By Number 10 director of communications standards, Craig Oliver's had a fairly low-key first year in the job. But he's just done what everyone in that line of work knows is ill-advised; he's become the story.
His diatribe against Norman Smith for the BBC's alleged unfair treatment of the PM and the "spiders web" of entanglement with News International and Leveson has gone viral - despite the first video being removed from YouTube another copy of it appeared on Guido Fawkes within minutes.
As a former BBC TV executive, Oliver has also behaved like a donkey by doing something everyone who works in broadcasting usually learns the hard way; say nothing near any camera or microphone that you wouldn't be happy seeing transmitted, because equipment has a nasty habit of being left on, recording statements which were meant to be off-record.
Unfortunately if in your working life you're constantly surrounded by cameras and mics, it's often easy to get sloppy and forget they're there. One day you'll say something you'll regret, because it's been picked up by a stray piece of equipment.
Is there another former occupant of Downing Street who learned this the hard way? Oh yes...
It happened to me, once, working for Radio 4 - it certainly helps to focus the mind.

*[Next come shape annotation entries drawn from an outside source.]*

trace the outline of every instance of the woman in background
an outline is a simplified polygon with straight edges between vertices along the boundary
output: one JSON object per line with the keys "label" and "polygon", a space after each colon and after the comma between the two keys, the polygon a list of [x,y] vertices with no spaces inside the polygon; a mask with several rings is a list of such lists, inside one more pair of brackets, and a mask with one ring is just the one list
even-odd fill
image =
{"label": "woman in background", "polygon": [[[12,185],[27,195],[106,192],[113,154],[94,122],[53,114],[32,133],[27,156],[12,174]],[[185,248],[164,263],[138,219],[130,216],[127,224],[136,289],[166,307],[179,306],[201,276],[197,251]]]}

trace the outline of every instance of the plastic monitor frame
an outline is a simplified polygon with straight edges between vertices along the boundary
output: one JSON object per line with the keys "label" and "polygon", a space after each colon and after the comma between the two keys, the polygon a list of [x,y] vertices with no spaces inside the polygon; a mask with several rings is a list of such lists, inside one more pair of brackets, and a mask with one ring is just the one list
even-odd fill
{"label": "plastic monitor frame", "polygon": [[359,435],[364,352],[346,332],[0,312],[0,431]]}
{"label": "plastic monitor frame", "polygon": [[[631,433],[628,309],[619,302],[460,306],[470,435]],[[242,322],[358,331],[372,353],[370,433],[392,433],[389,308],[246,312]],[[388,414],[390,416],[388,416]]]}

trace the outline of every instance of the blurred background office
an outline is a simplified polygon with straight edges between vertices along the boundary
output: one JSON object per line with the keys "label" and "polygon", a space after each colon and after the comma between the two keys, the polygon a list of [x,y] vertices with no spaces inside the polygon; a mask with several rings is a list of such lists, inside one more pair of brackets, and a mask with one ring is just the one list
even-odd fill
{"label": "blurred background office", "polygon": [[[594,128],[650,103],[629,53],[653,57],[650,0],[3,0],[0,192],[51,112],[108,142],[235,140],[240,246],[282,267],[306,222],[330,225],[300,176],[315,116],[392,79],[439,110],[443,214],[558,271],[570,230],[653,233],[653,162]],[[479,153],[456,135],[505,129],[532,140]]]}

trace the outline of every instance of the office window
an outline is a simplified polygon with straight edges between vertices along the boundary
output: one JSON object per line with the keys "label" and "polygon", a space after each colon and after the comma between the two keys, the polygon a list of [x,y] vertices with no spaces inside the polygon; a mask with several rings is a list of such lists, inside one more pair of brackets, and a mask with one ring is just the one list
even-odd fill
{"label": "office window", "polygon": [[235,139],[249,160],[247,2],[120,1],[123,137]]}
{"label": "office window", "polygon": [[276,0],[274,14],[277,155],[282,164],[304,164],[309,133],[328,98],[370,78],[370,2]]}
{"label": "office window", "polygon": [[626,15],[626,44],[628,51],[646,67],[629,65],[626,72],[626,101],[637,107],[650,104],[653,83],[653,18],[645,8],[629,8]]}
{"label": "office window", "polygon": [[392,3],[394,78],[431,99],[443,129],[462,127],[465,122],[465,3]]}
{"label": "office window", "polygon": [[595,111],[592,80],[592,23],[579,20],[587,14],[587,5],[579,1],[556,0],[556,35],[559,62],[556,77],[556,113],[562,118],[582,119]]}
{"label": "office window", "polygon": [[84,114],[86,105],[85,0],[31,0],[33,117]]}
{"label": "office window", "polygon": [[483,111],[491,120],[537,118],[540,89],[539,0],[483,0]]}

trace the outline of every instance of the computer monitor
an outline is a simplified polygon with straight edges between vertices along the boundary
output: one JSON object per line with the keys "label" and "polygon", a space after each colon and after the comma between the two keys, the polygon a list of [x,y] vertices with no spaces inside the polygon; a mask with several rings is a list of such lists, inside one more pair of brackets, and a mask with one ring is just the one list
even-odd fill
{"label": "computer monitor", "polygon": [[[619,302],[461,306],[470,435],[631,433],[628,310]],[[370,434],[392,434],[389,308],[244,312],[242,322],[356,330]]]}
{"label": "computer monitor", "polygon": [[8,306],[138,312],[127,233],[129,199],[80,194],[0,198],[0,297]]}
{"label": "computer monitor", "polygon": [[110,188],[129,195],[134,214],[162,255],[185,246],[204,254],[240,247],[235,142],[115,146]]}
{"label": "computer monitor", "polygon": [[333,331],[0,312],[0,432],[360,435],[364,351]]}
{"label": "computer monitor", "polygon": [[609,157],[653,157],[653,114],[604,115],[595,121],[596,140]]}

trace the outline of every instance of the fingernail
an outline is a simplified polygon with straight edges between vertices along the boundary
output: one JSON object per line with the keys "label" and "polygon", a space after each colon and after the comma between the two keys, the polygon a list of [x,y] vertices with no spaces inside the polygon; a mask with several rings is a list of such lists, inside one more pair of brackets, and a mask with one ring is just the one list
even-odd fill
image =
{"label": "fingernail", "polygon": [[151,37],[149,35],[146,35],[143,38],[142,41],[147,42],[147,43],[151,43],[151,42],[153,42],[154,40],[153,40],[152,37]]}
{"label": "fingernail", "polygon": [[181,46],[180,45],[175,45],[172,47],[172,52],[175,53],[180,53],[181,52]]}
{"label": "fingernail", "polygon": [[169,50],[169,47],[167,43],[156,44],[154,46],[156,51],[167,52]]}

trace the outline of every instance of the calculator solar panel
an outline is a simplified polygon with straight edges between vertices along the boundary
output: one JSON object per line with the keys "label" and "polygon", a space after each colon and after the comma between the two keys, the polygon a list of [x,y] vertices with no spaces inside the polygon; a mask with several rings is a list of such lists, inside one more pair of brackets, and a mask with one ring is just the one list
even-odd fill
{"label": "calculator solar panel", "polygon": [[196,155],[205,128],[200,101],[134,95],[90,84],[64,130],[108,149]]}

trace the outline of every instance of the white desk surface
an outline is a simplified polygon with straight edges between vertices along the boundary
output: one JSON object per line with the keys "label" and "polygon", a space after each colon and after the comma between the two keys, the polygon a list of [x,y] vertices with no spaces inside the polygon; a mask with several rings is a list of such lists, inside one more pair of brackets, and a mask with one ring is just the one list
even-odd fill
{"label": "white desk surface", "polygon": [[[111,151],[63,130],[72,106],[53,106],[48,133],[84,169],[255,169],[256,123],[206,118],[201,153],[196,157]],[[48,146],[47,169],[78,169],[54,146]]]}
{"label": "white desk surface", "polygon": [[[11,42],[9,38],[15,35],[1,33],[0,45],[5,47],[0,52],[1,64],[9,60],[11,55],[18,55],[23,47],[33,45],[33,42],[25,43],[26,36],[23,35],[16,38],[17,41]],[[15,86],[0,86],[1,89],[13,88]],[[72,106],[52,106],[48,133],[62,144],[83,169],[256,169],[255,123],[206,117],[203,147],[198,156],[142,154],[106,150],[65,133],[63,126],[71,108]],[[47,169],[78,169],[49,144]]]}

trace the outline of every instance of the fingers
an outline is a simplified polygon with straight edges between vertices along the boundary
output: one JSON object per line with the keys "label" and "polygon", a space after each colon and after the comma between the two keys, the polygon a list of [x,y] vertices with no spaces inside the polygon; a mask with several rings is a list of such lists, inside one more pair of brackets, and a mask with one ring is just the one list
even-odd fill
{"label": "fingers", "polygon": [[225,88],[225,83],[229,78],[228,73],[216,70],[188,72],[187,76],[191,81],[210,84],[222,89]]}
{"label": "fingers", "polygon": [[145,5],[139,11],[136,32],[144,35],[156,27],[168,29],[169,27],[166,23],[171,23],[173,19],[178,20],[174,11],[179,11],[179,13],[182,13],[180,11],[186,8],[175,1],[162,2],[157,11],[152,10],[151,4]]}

Fortunately for me my indiscretion in a radio studio happened long, long before the era of YouTube. So to the best of my knowledge (and with any luck) all evidence of it has been deleted.
But as for what Craig Oliver said to Norman Smith - it's actually quite tame compared to some of the legendary phone calls Alastair Campbell made to the BBC in 2003 and 2004 at the height of the Iraq War. The Today programme newsroom phone would regularly ring during broadcast with complaints from Number 10 about unfair treatment.
And it was voiceferous - far noisier than anything revealed on YouTube between Smith and Oliver in Downing Street. All Oliver has done is remonstrate with a political hack, something that happens all the time. Journalists are pretty much free to accept the moans or reject them.
As usual, though, it's not the error which is the story, it's the attempt to get it covered up. Whoever ordered the original video taken off YouTube (and the user whose account name Malcolm Tucker was also deleted) was trying to achieve the impossible - shutting the social media door after the horse has bolted.
Even after the original file was deleted the video was still open on my screen - just as it will have been on dozens of other screens across Westminster. Free video capturing software would have meant that someone, if not Guido, would have put the video back on YouTube within minutes.
Number 10 and the BBC are both denying they were behind the initial takedown - but if not them, then whom?
If it was Number 10, it's inept and outdated of them to think it could be suppressed, once it had made its way online for the first time.